President Bush, who skipped the Republican convention to monitor the storm from Texas, applauded the efforts.
"The coordination on this storm is a lot better than on-than during Katrina," Bush said noting how the governors of Alabama, Louisiana, Mississippi and Texas had been working in concert. "It was clearly a spirit of sharing assets, of listening to somebody's problems and saying, `How can we best address them?'"
For all their seeming similarities, Hurricanes Gustav and Katrina were different in one critical respect: Katrina smashed the Gulf Coast with an epic storm surge that topped 27 feet, a far higher wall of water than Gustav hauled ashore.
Katrina was a bigger storm when it came ashore in August 2005 as a Category 3 storm and it made a direct hit on the Louisiana-Mississippi line. Gustav skirted along Louisiana's shoreline at "a more gentle angle," said National Weather Service storm surge specialist Will Shaffer.
The storm surge in the Industrial Canal reached 12 feet-the same height as the lowest wall. Officials monitoring the flood protection system took a breath, then turned their concern to the West Bank, where waters could still rise and pressure incomplete levees over the next day as the storm blusters inland.
"Right now, we feel we're not going to have a true inundation," said Karen Durham-Aguilera, director of the $15 billion project to rebuild the Army Corps of Engineers' levee and floodwalls in the New Orleans-area.
Still, Nagin urged everyone to "resist the temptation to say we're out of the woods." He said Gustav's heavy rainfall could still flood the saucer-shaped city over the next 24 hours as tropical storm-force winds batter the region.
Nagin's emergency preparedness director, Lt. Col. Jerry Sneed, said residents might be allowed to return 24 hours after the tropical storm-force winds die down.
Other evacuated areas along the coast may be away from home for longer, said National Hurricane Center director Bill Read. The hurricane will likely slow down as it heads into Texas and possibly Arkansas, and those areas could then get 20 inches of rainfall.
Coastal residents who evacuated into those areas may have to wait until a downgraded Gustav or its remnants passes them, Read said.
Evacuees watched TV coverage from shelters and hotel rooms hundreds of miles away.

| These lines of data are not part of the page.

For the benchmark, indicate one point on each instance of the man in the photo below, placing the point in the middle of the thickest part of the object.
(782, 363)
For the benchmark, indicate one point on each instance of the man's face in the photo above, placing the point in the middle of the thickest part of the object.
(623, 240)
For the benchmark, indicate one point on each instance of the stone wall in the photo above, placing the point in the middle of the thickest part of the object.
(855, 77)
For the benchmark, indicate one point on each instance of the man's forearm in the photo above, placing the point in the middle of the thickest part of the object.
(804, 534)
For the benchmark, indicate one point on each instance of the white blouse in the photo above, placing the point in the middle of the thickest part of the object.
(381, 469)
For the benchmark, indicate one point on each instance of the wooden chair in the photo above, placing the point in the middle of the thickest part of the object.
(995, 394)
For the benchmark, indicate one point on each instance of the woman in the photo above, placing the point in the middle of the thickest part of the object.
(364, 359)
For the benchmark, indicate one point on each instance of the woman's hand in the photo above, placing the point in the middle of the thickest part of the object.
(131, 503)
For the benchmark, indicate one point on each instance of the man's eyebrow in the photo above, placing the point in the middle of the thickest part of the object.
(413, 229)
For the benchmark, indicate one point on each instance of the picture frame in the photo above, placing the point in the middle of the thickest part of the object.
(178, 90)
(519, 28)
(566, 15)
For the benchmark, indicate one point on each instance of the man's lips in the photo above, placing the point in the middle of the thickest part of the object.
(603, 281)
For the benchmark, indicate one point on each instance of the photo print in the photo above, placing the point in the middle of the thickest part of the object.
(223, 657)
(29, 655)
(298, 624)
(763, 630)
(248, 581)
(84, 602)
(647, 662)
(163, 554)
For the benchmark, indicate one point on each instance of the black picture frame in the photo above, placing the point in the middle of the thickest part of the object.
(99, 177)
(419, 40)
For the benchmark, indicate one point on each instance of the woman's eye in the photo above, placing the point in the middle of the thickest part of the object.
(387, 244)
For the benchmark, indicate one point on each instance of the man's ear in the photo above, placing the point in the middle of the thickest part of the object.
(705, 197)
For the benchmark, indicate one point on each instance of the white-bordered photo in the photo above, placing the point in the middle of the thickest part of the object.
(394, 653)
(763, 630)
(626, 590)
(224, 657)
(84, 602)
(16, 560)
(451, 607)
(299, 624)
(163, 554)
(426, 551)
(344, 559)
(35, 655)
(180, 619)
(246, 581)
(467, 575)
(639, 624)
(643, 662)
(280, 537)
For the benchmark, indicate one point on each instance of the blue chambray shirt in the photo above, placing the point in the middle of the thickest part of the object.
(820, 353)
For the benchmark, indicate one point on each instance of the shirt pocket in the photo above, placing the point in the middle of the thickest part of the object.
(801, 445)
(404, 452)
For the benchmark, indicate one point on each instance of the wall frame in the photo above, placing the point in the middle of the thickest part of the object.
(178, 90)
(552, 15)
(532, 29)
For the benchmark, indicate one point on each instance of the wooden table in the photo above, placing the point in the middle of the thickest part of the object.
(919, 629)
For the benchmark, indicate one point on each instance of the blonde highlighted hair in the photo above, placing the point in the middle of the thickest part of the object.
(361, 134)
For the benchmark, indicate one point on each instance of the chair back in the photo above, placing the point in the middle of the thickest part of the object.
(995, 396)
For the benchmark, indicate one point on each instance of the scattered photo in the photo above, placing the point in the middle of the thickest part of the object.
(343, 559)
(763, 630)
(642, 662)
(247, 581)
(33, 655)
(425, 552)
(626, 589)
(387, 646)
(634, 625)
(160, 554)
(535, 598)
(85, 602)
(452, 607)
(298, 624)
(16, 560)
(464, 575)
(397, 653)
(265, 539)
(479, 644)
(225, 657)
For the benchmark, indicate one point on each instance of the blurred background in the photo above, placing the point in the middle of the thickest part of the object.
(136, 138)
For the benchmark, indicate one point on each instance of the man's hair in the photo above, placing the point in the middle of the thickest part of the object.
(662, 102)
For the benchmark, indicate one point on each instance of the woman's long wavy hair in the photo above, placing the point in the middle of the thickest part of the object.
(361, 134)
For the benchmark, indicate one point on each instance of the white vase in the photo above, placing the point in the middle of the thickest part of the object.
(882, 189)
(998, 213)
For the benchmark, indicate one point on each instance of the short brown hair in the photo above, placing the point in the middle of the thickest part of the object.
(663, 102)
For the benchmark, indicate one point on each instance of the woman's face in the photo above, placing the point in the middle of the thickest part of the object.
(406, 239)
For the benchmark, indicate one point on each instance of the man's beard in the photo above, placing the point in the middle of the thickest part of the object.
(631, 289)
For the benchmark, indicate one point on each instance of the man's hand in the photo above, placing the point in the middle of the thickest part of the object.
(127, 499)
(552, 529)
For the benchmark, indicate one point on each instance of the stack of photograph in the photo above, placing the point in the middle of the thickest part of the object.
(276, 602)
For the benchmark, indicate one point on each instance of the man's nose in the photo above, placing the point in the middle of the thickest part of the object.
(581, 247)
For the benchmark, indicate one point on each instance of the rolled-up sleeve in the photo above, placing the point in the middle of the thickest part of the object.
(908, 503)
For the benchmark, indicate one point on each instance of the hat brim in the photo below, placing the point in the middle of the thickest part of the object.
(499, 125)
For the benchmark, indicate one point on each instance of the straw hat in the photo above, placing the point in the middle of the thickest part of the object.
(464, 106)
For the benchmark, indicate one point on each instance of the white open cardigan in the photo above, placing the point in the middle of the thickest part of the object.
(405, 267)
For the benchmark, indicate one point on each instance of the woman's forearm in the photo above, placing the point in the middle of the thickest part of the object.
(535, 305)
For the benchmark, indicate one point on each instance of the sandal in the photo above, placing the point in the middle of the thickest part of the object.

Some were relieved the news wasn't worse, while others knew their homes were in tatters.
Keith Cologne of Chauvin, La., looked dejected after talking by telephone to a friend who didn't evacuate. "They said it's bad, real bad. There are roofs lying all over. It's all gone," said Cologne, staying at a hotel in Orange Beach, Ala.
Harmonica player J.D. Hill was standing in line Monday morning to get into a public shelter in Bossier City in northwestern Louisiana after waiting on a state-provided evacuation bus that carried him to safety.
"There's the funky bus bathrooms, people can't sleep, we're not being told anything. We're at their mercy," he said.
Hill was the first resident of the Musicians' Village, a cluster of homes Harry Connick Jr. and fellow New Orleans musician Branford Marsalis built through Habitat for Humanity after Katrina. The village provides housing for musicians and others who lost their homes to Katrina. So far, the group of the homes was intact-on one porch, a decorated banner reading "Welcome Friends" survived the winds and was still hanging.
In Mississippi, officials said a 15-foot storm surge flooded homes and inundated the only highways to coastal towns devastated by Katrina. Officials said at least three people near the Jordan River had to be rescued from the floodwaters. Elsewhere in the state, an abandoned building in Gulfport collapsed and a few homes in Biloxi were flooded.
Gustav was the seventh named storm of the Atlantic hurricane season. The eighth, Tropical Storm Hanna, was strengthening about 40 miles north of the Bahamas. Forecasters said it could come ashore in Georgia and South Carolina late in the week.